The Taoiseach and other Ministers were noticeably uncomfortable at having to comment on specifics instead of the usual waffle on generalities and the promises in party manifestos. They will be hoping for a better fortnight to come and no more nasty surprises. Their election strategy seems to be the combination of a safe pair of hands on the Economy and a “much done, more to do” low key approach generally.  This may well work.  And in fact Fianna Fail  are adopting a somewhat similar approach, both parties working on the assumption that after the ups and downs since 2008, the public are  sceptical about instant solutions or panaceas.  It could make for a fairly dull election campaign; even if promises are made most will be tinkering rather than game changing. The grim spires of Housing and the Health Service on top of the Homeless are not susceptible to quick fixes. Fine Gael can declare that on all fronts progress has been made; Fianna Fail may argue that more needs to be done. And that will be that.

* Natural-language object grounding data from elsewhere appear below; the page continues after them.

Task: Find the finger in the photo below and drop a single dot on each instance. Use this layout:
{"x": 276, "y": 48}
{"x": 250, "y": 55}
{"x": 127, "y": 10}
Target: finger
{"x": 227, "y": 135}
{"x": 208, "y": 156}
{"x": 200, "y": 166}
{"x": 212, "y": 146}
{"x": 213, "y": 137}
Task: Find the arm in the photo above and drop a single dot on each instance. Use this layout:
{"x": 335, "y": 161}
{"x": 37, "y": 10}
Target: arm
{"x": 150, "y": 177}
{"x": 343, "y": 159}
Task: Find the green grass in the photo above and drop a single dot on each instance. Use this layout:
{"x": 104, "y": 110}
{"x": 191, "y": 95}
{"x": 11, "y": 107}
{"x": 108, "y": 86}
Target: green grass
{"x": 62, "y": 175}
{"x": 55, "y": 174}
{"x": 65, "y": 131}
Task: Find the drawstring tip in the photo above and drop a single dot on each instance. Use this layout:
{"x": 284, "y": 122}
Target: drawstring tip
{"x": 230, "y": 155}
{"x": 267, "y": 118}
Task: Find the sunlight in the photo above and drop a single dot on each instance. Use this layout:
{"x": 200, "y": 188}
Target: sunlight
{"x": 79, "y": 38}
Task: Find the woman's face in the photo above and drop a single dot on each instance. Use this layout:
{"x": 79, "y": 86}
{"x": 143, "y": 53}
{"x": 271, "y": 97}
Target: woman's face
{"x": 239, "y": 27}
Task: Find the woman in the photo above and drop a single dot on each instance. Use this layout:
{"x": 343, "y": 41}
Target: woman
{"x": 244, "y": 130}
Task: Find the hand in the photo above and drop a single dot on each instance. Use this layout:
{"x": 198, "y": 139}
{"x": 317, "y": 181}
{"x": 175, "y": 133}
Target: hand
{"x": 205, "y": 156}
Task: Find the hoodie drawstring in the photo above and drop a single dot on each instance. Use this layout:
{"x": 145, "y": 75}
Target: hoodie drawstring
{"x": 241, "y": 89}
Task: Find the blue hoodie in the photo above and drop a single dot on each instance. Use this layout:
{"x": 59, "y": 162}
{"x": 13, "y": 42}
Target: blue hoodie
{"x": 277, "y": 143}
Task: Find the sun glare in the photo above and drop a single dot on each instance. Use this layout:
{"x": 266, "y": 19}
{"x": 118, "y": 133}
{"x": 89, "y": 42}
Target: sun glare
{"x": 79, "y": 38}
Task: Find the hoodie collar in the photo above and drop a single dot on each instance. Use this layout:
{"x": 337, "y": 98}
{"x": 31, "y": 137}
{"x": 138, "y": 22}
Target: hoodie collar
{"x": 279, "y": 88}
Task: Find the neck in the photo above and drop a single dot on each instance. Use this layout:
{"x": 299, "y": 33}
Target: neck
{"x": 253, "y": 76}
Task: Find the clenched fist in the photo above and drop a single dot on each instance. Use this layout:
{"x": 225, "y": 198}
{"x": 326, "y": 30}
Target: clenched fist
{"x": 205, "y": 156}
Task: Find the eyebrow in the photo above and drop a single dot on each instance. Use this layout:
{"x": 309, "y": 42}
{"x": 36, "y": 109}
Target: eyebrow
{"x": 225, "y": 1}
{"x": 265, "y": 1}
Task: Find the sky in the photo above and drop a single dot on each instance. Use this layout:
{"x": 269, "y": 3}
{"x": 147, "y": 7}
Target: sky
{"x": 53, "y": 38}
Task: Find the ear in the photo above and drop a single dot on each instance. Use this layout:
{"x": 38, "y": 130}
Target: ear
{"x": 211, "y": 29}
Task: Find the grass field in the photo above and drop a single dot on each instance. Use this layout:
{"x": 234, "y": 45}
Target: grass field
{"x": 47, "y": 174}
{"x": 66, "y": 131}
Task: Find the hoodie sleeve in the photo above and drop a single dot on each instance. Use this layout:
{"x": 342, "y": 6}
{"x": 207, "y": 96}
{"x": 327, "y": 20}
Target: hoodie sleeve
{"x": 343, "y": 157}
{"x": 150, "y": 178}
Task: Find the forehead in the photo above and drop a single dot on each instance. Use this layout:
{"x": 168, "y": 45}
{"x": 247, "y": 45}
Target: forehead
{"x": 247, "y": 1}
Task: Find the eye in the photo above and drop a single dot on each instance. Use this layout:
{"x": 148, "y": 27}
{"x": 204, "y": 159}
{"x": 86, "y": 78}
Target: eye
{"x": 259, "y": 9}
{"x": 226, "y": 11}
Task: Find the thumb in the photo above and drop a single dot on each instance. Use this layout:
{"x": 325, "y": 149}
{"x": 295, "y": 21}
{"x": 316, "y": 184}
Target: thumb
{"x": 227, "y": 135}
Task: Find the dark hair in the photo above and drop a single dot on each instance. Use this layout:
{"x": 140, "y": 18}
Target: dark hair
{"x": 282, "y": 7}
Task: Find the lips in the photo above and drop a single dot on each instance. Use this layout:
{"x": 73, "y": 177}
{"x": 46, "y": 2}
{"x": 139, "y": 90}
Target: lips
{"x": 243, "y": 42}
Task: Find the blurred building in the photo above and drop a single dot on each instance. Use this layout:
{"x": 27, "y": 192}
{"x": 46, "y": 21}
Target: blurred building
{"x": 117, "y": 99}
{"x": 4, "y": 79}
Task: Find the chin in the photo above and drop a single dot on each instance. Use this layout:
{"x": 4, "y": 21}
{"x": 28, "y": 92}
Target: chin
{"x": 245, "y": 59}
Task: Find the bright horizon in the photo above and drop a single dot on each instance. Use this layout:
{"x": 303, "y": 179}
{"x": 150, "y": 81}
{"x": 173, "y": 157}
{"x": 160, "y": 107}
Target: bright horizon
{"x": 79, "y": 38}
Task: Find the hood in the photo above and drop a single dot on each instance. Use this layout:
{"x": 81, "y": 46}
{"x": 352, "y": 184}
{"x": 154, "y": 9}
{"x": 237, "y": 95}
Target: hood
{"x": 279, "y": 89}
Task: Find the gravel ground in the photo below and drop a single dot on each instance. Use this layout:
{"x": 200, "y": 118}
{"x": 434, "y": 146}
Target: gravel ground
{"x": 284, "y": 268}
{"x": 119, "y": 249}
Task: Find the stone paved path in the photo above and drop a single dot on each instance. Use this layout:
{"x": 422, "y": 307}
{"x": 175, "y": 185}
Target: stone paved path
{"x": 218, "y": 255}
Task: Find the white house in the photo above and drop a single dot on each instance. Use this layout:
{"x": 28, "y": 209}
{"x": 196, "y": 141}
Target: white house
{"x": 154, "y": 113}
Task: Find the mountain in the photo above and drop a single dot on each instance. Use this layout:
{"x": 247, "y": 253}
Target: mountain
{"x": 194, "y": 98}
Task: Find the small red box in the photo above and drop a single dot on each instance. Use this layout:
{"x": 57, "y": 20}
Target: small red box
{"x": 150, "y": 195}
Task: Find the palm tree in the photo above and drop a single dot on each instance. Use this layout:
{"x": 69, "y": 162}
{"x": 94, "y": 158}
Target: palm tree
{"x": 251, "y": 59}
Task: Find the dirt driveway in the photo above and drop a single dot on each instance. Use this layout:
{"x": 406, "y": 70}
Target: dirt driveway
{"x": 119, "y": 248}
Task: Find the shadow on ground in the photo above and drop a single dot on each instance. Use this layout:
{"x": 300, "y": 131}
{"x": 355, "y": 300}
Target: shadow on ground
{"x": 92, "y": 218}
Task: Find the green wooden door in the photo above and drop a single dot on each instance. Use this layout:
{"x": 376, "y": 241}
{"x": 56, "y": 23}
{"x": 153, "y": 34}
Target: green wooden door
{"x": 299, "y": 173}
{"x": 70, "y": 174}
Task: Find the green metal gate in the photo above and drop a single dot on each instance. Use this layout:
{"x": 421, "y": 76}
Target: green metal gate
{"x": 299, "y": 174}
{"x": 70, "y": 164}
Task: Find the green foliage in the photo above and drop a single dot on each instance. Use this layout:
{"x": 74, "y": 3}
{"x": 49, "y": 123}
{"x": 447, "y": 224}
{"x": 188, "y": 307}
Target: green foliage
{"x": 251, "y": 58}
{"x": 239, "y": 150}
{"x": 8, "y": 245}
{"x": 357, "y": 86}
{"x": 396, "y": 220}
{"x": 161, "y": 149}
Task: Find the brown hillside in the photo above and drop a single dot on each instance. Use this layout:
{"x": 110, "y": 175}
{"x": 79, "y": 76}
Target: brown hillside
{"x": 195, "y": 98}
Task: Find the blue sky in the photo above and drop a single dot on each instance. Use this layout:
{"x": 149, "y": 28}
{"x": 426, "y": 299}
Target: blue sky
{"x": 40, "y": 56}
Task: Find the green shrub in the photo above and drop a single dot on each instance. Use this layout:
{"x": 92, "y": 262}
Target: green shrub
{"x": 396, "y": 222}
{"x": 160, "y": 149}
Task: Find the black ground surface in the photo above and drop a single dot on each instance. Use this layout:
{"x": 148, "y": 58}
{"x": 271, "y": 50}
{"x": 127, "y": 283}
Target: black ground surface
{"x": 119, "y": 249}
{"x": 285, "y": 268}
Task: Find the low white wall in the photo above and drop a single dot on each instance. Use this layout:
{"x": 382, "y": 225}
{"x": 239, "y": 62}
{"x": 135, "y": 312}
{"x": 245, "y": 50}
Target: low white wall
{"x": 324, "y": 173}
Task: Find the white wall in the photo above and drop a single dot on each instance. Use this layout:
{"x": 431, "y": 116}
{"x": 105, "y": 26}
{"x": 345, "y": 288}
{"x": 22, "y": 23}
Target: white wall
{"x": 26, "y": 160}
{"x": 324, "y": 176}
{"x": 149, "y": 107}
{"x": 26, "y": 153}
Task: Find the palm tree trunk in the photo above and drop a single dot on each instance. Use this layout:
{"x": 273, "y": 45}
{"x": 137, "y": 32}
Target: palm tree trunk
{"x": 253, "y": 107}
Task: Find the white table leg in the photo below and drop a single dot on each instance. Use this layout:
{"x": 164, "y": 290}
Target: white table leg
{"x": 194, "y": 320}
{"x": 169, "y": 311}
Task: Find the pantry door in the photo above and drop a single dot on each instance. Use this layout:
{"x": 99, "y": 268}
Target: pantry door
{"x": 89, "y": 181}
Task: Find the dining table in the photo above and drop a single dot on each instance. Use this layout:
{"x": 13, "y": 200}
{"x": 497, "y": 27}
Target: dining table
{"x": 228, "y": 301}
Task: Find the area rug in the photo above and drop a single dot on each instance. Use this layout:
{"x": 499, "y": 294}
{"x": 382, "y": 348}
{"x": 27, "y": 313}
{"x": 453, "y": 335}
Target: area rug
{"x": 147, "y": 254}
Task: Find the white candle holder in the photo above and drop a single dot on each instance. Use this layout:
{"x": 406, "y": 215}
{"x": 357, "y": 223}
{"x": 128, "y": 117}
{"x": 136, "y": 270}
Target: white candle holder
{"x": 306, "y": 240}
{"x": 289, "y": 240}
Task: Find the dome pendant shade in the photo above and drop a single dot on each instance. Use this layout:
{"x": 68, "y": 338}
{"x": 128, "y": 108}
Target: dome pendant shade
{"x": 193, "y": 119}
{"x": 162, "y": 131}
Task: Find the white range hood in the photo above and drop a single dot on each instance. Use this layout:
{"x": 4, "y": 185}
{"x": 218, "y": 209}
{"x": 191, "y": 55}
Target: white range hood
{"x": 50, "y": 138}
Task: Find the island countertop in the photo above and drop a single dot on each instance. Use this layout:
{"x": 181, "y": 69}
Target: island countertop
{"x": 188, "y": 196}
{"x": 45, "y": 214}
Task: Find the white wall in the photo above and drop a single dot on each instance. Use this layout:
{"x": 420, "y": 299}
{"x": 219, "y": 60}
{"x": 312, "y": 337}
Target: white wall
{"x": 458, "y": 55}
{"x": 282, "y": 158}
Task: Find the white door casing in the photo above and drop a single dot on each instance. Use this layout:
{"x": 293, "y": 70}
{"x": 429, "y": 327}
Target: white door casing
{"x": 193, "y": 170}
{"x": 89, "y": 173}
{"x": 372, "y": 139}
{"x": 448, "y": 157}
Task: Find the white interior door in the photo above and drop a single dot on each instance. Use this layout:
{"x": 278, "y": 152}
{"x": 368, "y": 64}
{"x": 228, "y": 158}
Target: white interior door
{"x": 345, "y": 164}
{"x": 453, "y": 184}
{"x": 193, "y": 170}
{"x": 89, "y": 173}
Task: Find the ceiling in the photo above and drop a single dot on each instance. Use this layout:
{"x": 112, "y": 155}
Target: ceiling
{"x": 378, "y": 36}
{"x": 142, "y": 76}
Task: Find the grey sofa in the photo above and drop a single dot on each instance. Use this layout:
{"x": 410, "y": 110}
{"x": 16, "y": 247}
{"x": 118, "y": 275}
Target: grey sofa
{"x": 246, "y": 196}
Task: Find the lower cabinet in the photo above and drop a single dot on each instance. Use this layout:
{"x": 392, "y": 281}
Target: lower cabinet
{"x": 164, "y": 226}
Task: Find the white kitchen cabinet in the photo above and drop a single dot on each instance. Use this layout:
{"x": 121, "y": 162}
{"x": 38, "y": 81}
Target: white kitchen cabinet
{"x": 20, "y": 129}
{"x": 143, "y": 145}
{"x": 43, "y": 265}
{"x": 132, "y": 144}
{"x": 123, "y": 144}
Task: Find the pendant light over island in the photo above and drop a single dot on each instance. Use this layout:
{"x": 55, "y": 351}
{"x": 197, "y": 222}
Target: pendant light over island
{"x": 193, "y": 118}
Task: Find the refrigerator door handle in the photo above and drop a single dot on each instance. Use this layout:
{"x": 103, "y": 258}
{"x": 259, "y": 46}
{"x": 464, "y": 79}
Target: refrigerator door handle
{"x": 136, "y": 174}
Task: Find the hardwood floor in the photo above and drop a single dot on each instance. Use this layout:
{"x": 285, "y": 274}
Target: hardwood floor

It will nevertheless be an important election, not just a decision on which person will have the dubious honour of shaking Trump’s hand in the White House come St. Patrick’s Day. Apart from other domestic issues the electorate will also be voting for a government to deal with the still unclear aftermath of Brexit (it hasn’t gone away, you know!). We now face into the transition period in which the future relationship between the EU and the fifth largest economy in the world is worked out. One certainty continues to be that there will be collateral damage to Ireland, though how much is unclear.

There will be a new balance of power within the Union, something rarely commented on (Imagine how the balance in the USA might shift were California, or New York, or both, to leave). There will also be the issue of how the EU reacts to Britain’s departure – a major contributor to the EU budget. We  face into a full financial seven year period in which Ireland will be a growing net contributor to the EU budget, and where the significant requirements of combatting climate change will have to be financed nationally , with an end to shadow boxing and rhetoric.

In Irish politics personalities count, and ultimately too many  Fine Gael stalwarts  are set to retire.So, it’s early days, but if I had to give a punt it will be that Micheal Martin will be the next Taoiseach.